“Frankly, if I was 21 years old and Bill Clinton wanted to f *ck me, I’d have f*cked him in a nanosecond.” Marilyn Minter was characteristically unfiltered when she spoke with Tatler over a video call in November. The conversation was about the 75-year-old artist’s upcoming presentations in Hong Kong and Seoul, but quickly veered into a throng of passionate quips about strong woman figures who have been unfairly and overly scrutinised.
Her thoughts about the saxophone-playing former American president were in reference to a recent portrait she shot of Monica Lewinsky, which was first exhibited at a LDGR gallery in New York last April. “She’s a hero to me, because she went through f*cking hell and she was just 21 years old,” says Minter of the woman whose name for many people, even two decades after she burst into public consciousness, is still synonymous with political scandal.
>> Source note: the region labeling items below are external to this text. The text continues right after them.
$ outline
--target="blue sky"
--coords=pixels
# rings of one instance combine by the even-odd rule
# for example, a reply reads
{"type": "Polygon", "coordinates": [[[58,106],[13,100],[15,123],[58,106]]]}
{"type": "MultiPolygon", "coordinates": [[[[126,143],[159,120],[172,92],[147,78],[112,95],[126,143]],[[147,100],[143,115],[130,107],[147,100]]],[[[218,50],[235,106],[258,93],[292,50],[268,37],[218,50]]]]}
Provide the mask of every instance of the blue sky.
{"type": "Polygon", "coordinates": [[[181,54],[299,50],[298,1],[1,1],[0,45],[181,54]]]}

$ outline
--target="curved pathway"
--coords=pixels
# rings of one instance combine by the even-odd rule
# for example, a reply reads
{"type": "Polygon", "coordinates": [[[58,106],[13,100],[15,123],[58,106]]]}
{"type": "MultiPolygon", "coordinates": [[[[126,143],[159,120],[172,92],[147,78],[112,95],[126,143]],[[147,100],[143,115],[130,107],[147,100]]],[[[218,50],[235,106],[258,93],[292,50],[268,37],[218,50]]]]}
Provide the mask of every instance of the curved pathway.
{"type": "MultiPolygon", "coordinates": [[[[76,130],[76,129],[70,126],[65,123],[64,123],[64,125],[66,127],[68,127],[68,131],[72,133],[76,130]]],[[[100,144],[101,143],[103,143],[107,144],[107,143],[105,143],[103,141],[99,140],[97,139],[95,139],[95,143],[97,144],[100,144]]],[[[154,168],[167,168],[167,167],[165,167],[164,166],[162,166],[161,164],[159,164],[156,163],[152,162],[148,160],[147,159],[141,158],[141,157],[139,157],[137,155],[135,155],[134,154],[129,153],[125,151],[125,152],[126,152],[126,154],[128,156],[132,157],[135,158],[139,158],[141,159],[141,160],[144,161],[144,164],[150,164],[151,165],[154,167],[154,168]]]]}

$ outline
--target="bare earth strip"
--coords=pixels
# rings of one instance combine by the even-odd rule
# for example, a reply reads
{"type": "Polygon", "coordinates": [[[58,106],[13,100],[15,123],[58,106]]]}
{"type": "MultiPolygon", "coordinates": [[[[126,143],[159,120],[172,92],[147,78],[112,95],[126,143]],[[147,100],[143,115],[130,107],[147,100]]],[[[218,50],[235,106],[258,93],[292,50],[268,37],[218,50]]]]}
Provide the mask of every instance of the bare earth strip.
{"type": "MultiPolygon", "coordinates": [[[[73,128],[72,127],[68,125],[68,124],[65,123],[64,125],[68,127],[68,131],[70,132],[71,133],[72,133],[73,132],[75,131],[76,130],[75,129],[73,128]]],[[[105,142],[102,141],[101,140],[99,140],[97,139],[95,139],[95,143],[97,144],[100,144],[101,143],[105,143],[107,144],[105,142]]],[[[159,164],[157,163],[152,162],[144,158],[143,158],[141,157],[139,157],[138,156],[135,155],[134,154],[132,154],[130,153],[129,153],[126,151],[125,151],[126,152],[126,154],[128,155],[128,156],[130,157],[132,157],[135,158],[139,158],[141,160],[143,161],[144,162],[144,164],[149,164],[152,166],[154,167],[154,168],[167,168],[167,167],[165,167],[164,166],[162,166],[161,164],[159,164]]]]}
While contemporary analysis of the debacle no longer portrays the former White House intern as a homewrecker, at the time, mainstream feminists were outraged by her part in the affair. Minter has similarly appalled those who claim to speak for women. In 1989, the artist’s provocative Porn Grid Series was criticised for featuring sexually explicit, pornographic scenes highlighting female desire, rather than the male gaze. “There was an idea of pro-sex feminism that wasn’t accepted at time,” says the painter of her sexually liberal beliefs that emphasised the ownership of female desire and sexuality. “I was [considered] a traitor to a generation of feminists.”